- Born: 1959 (age 66–67)
- Education: University of Notre Dame University of Pittsburgh
- Occupation: Orthopedic surgeon

= Neal ElAttrache =

American orthopedic surgeon

Neal S. Elattrache (born 1959) is an American orthopedic surgeon who operates on sportspeople and celebrities, specializing at the Cedars-Sinai Kerlan-Jobe Orthopaedic Clinic in Los Angeles, California.

ElAttrache graduated from the University of Notre Dame in 1981 and completed a medical degree in 1985 from the University of Pittsburgh. He works across multiple subfields, and is considered among the best by fellow surgeons. ElAttrache usually practices at a building near Los Angeles International Airport.

He has also treated billionaires, royalty, and many athlete injuries.

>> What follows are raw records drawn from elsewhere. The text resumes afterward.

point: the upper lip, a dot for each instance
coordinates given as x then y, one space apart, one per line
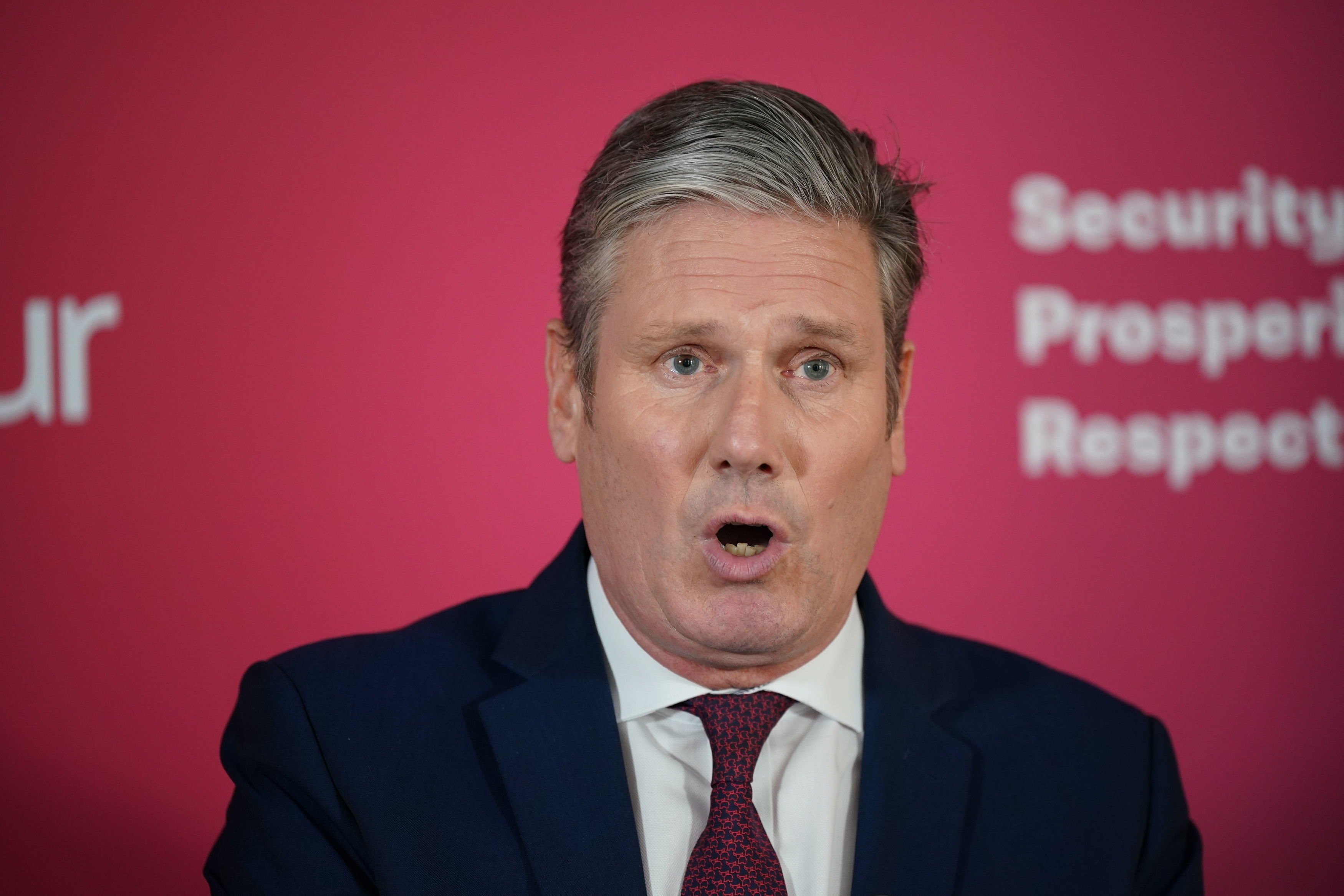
746 518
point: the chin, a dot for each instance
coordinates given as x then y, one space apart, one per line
749 624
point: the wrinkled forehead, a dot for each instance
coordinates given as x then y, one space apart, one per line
702 260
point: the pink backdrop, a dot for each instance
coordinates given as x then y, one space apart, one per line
331 237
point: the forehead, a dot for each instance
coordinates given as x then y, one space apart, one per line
703 258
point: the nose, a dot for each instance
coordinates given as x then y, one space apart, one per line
748 439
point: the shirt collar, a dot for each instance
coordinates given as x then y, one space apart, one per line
831 683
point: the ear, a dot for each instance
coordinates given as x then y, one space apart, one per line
565 402
905 369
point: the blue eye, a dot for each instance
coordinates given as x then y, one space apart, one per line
816 370
686 364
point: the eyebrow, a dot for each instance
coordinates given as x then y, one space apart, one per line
834 331
663 335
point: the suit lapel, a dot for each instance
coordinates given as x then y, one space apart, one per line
557 745
916 778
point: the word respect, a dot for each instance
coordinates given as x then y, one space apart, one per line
1213 334
1056 439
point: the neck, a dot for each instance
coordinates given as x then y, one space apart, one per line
728 671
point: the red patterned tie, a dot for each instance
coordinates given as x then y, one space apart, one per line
734 856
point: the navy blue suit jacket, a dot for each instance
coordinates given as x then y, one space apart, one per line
476 753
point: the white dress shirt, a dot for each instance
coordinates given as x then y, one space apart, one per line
807 780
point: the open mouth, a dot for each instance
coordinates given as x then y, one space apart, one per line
745 540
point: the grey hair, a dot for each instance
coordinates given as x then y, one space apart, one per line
755 148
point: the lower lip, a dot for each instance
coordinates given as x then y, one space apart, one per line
734 569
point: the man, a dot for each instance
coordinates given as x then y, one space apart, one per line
703 694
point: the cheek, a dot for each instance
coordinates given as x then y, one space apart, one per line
847 487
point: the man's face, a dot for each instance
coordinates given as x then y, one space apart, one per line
737 465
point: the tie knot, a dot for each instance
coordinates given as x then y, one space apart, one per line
737 726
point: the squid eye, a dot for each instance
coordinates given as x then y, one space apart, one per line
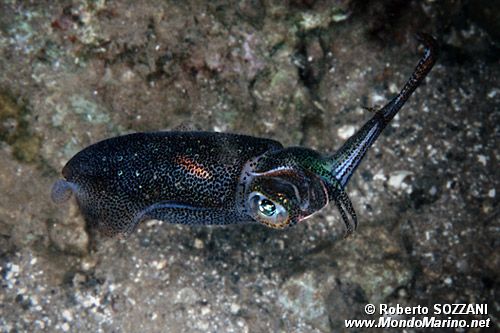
267 207
267 211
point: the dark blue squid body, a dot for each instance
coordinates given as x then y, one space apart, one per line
183 177
219 178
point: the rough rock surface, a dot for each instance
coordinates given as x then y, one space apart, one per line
299 72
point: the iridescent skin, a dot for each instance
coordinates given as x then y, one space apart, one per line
219 178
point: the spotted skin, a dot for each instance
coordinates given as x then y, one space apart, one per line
181 177
218 178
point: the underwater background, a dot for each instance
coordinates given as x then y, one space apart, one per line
300 72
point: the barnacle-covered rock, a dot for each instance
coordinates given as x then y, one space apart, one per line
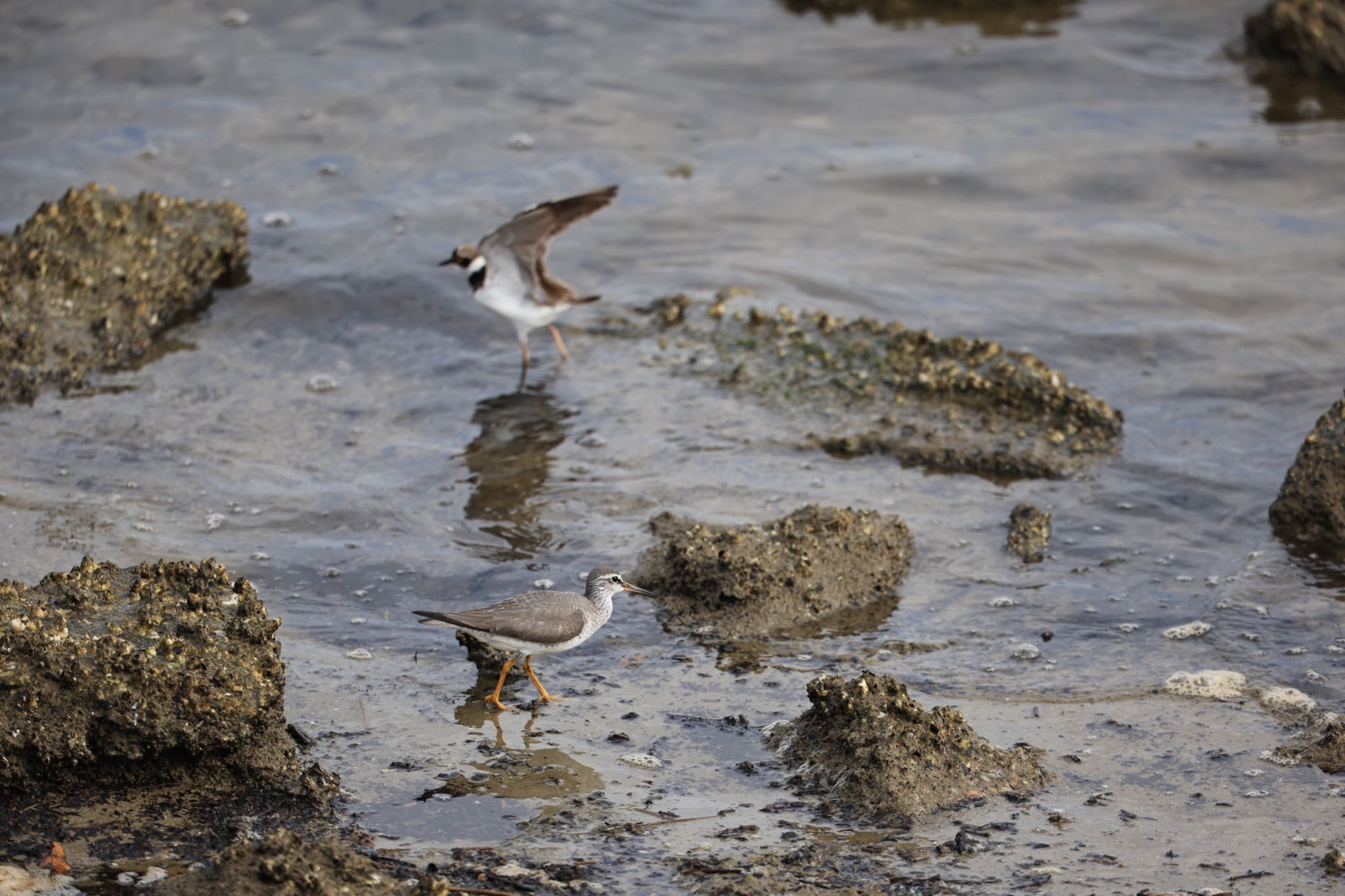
88 281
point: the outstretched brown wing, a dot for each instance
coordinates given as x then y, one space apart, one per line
530 233
542 617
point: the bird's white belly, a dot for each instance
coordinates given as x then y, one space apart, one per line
517 308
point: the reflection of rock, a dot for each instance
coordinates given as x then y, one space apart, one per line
879 756
790 576
1321 744
510 461
123 673
994 18
283 863
1310 507
844 872
1029 532
88 281
1308 34
865 387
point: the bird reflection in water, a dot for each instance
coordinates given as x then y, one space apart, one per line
509 463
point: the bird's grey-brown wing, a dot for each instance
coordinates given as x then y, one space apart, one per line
525 241
545 617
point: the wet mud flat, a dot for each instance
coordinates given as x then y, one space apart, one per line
1164 253
872 387
92 278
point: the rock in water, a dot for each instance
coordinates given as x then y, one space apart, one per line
790 576
883 758
1321 744
88 281
143 675
1310 507
1308 34
1029 532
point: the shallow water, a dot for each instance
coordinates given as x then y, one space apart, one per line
1097 182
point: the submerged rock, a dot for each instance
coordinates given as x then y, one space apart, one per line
88 281
791 576
137 675
1310 507
864 387
1321 744
1308 34
876 754
1029 532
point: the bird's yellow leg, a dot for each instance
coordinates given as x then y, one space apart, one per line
560 343
537 683
495 698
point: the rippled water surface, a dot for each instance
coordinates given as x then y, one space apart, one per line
1097 182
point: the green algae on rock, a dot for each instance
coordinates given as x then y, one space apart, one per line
137 675
864 387
791 576
88 281
1310 507
1029 532
1321 743
875 754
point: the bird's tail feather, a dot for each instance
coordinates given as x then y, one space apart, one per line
435 618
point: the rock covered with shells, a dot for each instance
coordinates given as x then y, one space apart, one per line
1310 507
1029 532
866 387
872 753
88 281
789 576
136 673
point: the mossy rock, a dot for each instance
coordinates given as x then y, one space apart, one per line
875 754
88 281
866 387
791 576
1310 508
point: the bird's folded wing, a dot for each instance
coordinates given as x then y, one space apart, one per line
531 230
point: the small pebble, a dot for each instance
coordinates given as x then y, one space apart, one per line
152 876
320 383
642 761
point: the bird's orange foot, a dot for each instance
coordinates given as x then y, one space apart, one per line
495 702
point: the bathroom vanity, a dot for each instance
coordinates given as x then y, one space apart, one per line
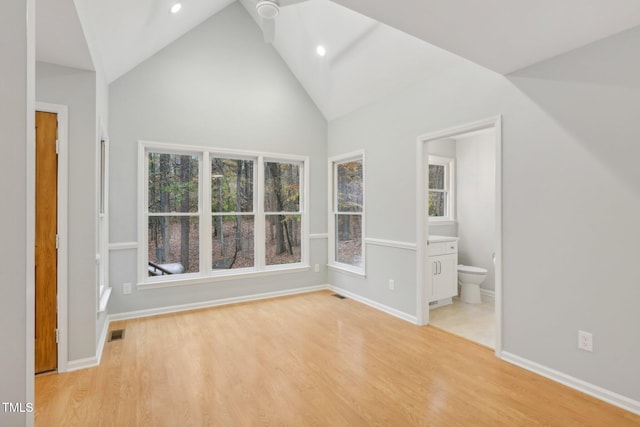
442 252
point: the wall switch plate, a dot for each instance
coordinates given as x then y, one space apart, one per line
585 341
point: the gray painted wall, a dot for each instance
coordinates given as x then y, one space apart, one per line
571 198
77 89
476 201
221 86
16 91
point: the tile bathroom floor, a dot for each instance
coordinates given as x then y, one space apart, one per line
475 322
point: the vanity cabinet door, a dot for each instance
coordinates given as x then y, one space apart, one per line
444 270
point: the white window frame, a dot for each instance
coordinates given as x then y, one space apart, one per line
332 204
207 274
449 164
102 224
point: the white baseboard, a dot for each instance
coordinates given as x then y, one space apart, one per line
90 362
487 294
214 303
87 362
575 383
440 303
385 308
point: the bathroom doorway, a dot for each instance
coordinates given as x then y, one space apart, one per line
460 189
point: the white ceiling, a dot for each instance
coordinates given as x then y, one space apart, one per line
368 57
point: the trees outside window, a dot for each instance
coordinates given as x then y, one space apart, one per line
232 212
441 185
282 213
173 220
347 212
216 212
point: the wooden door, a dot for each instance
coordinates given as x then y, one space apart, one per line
46 253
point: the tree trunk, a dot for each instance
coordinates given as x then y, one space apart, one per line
164 170
185 222
274 170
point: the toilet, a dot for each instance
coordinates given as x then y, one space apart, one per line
469 279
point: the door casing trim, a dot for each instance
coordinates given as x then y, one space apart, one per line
62 112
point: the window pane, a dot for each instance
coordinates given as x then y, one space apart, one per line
349 186
283 241
173 244
437 203
436 177
233 242
173 183
349 239
282 187
231 185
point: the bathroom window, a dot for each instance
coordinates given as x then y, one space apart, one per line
441 188
346 218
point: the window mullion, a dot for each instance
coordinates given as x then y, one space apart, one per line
260 220
204 209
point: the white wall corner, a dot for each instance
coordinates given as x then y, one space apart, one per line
603 394
384 308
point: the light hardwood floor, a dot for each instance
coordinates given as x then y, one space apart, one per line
310 359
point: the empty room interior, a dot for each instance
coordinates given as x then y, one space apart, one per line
320 212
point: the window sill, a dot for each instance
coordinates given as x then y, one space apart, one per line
221 278
349 271
442 221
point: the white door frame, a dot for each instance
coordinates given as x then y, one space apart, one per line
423 267
63 203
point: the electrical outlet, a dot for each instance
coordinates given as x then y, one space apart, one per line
585 341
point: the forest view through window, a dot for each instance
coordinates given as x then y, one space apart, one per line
440 188
231 230
348 212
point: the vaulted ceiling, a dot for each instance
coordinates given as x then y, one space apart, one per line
373 47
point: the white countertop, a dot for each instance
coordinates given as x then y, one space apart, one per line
434 239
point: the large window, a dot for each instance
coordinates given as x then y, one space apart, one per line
441 189
346 249
216 213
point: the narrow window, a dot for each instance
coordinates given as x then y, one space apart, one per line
173 213
232 213
283 214
347 216
441 200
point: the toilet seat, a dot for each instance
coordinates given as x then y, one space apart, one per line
471 269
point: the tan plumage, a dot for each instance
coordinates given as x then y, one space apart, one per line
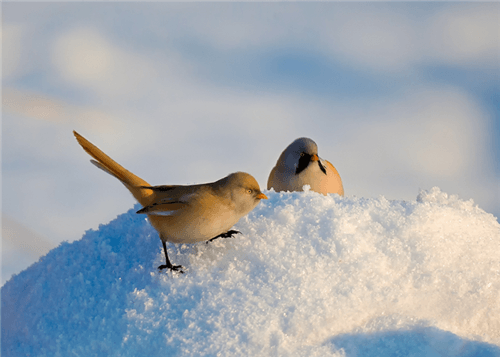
190 213
299 165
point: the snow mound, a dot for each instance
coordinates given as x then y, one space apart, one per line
311 275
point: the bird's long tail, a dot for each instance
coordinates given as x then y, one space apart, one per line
107 164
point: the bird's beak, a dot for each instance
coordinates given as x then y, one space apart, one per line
261 196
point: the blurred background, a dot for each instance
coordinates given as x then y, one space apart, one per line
398 96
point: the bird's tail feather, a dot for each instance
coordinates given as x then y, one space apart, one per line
107 164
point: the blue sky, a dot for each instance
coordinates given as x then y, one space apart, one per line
398 96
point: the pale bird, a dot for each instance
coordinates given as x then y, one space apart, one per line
189 213
299 165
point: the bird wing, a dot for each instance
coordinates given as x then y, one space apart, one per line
162 208
169 199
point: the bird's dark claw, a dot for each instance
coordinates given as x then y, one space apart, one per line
228 234
171 267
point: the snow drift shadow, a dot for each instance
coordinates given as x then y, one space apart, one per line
311 275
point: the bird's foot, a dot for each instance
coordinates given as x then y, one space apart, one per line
171 267
228 234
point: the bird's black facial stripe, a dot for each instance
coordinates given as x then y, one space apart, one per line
322 167
303 163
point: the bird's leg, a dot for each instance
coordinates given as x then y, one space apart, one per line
228 234
169 265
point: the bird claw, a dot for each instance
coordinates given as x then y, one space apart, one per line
228 234
171 267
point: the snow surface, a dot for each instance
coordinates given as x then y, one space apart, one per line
311 275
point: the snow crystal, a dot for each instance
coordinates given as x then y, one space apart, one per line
311 275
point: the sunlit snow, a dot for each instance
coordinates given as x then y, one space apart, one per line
311 275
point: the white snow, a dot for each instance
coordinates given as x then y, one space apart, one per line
311 275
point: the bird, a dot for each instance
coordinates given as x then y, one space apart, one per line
299 165
185 213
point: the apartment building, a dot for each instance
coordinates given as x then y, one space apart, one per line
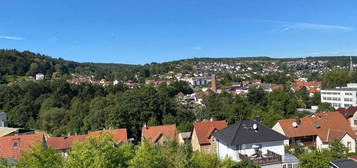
340 96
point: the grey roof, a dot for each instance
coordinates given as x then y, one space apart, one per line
186 135
340 89
7 130
242 132
289 158
343 163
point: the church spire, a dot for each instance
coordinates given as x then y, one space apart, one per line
351 64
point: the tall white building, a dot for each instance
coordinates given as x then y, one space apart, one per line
196 81
340 96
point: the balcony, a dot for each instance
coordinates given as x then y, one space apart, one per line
265 159
308 144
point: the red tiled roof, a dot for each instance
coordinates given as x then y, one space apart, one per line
313 90
349 112
118 135
22 142
332 125
311 84
153 133
64 142
205 128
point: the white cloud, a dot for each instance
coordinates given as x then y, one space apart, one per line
305 26
11 38
198 48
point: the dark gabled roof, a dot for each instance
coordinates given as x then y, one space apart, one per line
242 132
343 163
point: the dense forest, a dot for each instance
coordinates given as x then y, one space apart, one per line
59 108
16 65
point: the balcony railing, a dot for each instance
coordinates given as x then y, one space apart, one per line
269 158
304 144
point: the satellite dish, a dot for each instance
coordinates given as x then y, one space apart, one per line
255 126
294 124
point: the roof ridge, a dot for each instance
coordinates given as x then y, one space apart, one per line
235 132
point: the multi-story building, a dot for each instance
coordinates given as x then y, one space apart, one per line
250 140
318 131
196 81
202 139
3 119
340 96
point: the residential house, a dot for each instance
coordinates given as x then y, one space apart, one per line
317 130
12 146
40 76
340 96
311 86
351 116
343 163
3 119
202 139
184 137
249 139
159 134
63 144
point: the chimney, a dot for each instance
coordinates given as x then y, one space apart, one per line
213 83
257 119
298 121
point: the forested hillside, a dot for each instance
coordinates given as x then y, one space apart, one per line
15 65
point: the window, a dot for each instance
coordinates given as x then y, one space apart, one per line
349 146
14 144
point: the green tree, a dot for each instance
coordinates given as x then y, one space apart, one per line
40 156
335 78
325 107
100 152
338 150
246 164
315 159
54 121
147 156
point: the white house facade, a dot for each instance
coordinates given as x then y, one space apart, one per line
340 96
251 140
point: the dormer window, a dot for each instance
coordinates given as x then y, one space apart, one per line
14 144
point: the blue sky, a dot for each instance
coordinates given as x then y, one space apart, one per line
143 31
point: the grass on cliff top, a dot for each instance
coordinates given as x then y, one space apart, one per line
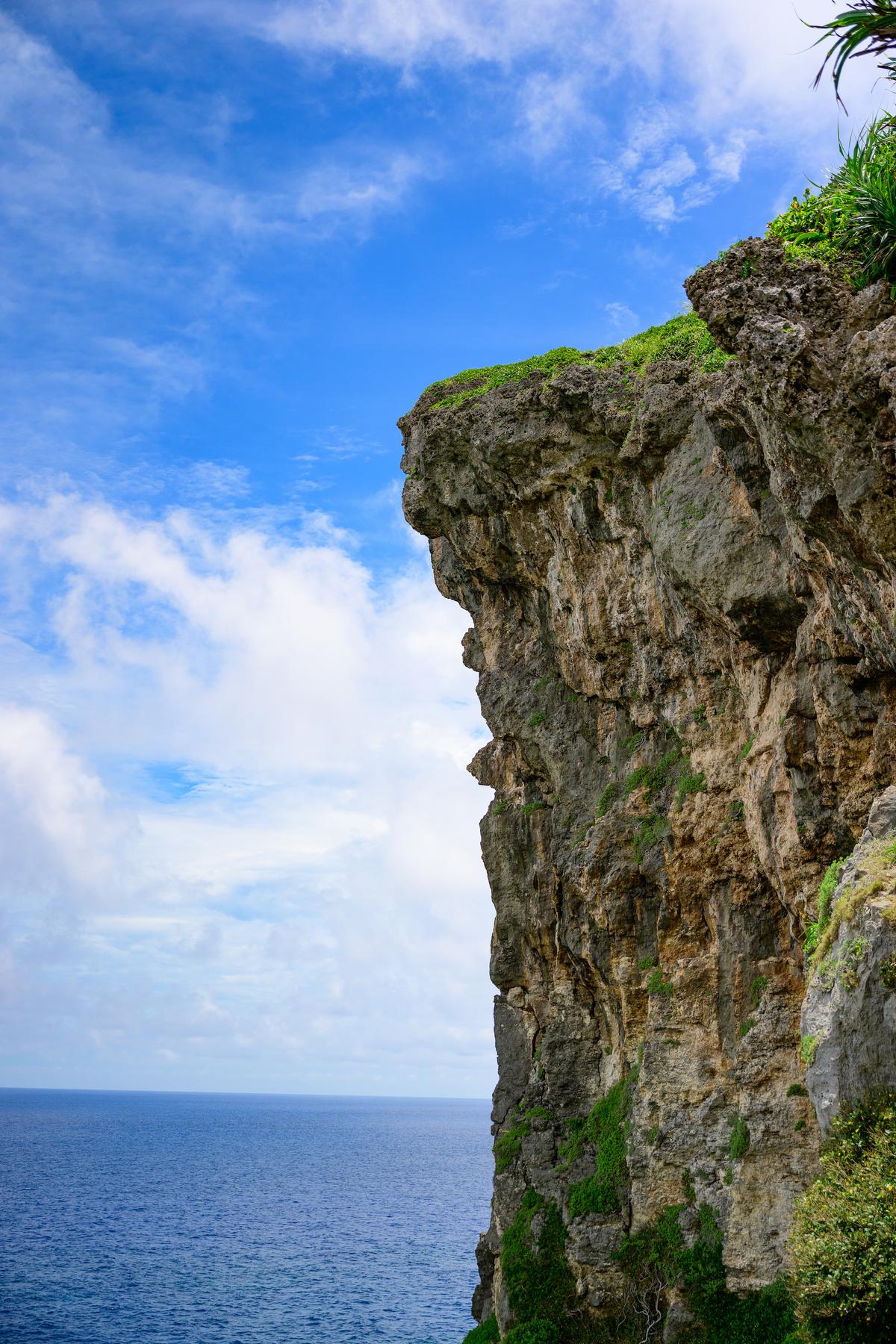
849 223
682 337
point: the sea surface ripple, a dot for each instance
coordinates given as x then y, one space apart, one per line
152 1218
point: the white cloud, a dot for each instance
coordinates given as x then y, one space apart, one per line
296 897
719 81
406 33
621 316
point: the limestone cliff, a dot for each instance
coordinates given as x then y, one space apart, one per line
682 589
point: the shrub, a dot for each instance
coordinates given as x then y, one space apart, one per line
849 223
605 1129
808 1050
649 833
534 1332
656 1260
739 1142
815 932
487 1332
844 1238
657 986
889 974
688 784
508 1147
538 1280
684 337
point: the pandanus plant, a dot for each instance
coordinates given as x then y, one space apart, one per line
864 28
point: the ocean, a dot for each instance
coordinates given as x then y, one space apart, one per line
152 1218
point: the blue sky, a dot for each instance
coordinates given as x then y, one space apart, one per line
238 238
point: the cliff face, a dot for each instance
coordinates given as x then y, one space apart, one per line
682 589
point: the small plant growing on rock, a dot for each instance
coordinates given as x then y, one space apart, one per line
758 987
657 986
508 1147
649 833
889 974
689 783
487 1332
739 1142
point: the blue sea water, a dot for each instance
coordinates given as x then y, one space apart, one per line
234 1219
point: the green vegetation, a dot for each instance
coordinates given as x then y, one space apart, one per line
606 800
653 779
849 223
808 1050
688 1189
656 1260
844 1239
879 865
508 1145
536 1277
657 986
739 1142
484 1334
864 28
688 784
605 1129
825 897
682 337
648 833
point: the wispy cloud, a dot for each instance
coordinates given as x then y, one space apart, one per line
234 768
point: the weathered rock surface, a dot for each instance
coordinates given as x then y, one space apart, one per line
849 1014
682 591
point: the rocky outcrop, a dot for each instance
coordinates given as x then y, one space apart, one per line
682 589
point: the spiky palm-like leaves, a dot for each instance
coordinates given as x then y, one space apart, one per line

He is also the team physician for the Los Angeles Rams and Los Angeles Dodgers.

==Personal life==
ElAttrache was raised in Mount Pleasant, Pennsylvania by his parents, Selim and Vera ElAttrache; Selim, a Druze Syrian, was also a surgeon. He was an amateur boxer in college, where he won the light-heavyweight boxing championship. ElAttrache underwent a fellowship with sports surgeons Robert Kerlan and Frank Jobe, and was also mentored by James Andrews.

Many of ElAttrache's patients consider him a close friend.

ElAttrache lives near Benedict Canyon with his wife Tricia ( Flavin); he is brothers-in-law with Sylvester Stallone, who is married to Jennifer Flavin.